Jakarta (Greeners) – Wahana Lingkungan Hidup Indonesia (Walhi) mempertanyakan peran penegak hukum khususnya pihak Kepolisian dalam menangani kasus-kasus struktural lingkungan hidup, terutama dalam kasus kebakaran hutan dan lahan.
Nur Hidayati, Direktur Eksekutif Nasional Walhi mengatakan bahwa terbitnya Surat Perintah Penghentian Penyidikan (SP3) yang dikeluarkan oleh Kepolisian Daerah menunjukkan keberpihakkan penegak hukum pada korporasi. Padahal di sisi lain, penangkapan besar-besaran dilakukan terhadap masyarakat kecil.
Menurut Nur Hidayati, di berbagai kasus yang diadvokasi oleh Walhi, korupsi dilakukan untuk mendapatkan izin. Berdasarkan analisa yang Walhi lakukan bersama dengan organisasi masyarakat sipil lainnya menemukan, berbagai bentuk modus operandi kejahatan korupsi yang dilakukan oleh perusahaan.

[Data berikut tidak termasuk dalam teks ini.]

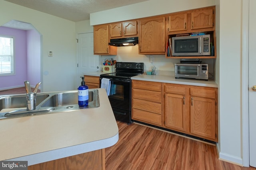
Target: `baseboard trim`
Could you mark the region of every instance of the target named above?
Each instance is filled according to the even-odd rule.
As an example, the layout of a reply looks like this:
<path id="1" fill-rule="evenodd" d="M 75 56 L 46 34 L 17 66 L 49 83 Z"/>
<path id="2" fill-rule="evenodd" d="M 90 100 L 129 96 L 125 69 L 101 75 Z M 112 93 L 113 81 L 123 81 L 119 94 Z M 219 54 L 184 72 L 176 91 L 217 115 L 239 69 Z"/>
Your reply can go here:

Korporasi juga melakukan kejahatan dalam rantai produksinya dalam land clearing dengan membakar yang mengakibatkan penghancuran ekosistem, kematian, dampak kesehatan masyarakat yang buruk, kerugian negara dan kerugian non materi lainnya.
BACA JUGA: SP3 Perusahaan Pembakar Hutan, Jikalahari Usulkan Kapolri Bentuk Tim Independen
“PT Musi Hutan Persada misalnya, selain konsesinya terbakar dengan luasan mencapai sekitar 80.000 hektar, mereka juga melakukan pelanggaran terhadap hak asasi manusia dengan menggusur tanah dan ladang milik masyarakat Cawang Gumilir Musi Rawas Sumatera Selatan. Sudah 158 hari masyarakat tinggal di pengungsian,” terangnya, Jakarta, Kamis (08/09).
Sebelumnya, pada Rabu (07/09) kemarin, Menteri Lingkungan Hidup dan Kehutanan Siti Nurbaya memberikan keterangan bahwa KLHK bersama dengan Kepolisian Republik Indonesia telah sepakat untuk melakukan tindakan penyelesaian kasus kebakaran hutan dan lahan (karhutla) sesuai dengan peraturan hukum yang berlaku.
KLHK juga akan terus melakukan upaya penegakan hukum melalui pendekatan multidoors melalui instrumen sanksi administratif maupun penuntutan perdata kepada korporasi yang diduga melakukan kejahatan karhutla. Untuk jalur hukum pidana Menteri LHK akan terus memberikan dukungan dan koordinasi dengan Kapolri dan jajarannya di pusat dan di daerah.
“Saya dan Kapolri akan melangkah sesuai dengan aturan hukum, jangan ada asumsi-asumsi atau praduga atau wacana yang berisi analisis dari aparat yang akan membingungkan publik,” ujarnya.
BACA JUGA: KLHK Siap Bantu Penyidikan Terhadap 15 Perusahaan Pembakar Hutan
Terkait pemberian status SP3 pada beberapa korporasi yang diduga terlibat dalam kasus karhutla, Kapolri Jenderal Tito Karnavian menekankan bahwa penetapan itu dilakukan sebelum dirinya menjabat Kapolri, yaitu pada periode Januari hingga Mei 2016. Tito sendiri diangkat menjadi Kapolri pada Juli 2016. Namun dia menjelaskan, siapapun boleh mengajukan praperadilan untuk membuka kembali kasus yang sudah di SP3 itu.
“Karena SP3 adalah produk hukum maka hanya dapat dibuka kembali kalau ada praperadilan. Siapapun boleh mengajukan praperadilannya, pihak-pihak yang merasa dirugikan, rekan-rekan LSM silahkan. Kalau nanti diterima praperadilannya, kita bisa buka kasus-kasus itu lagi,” tutupnya.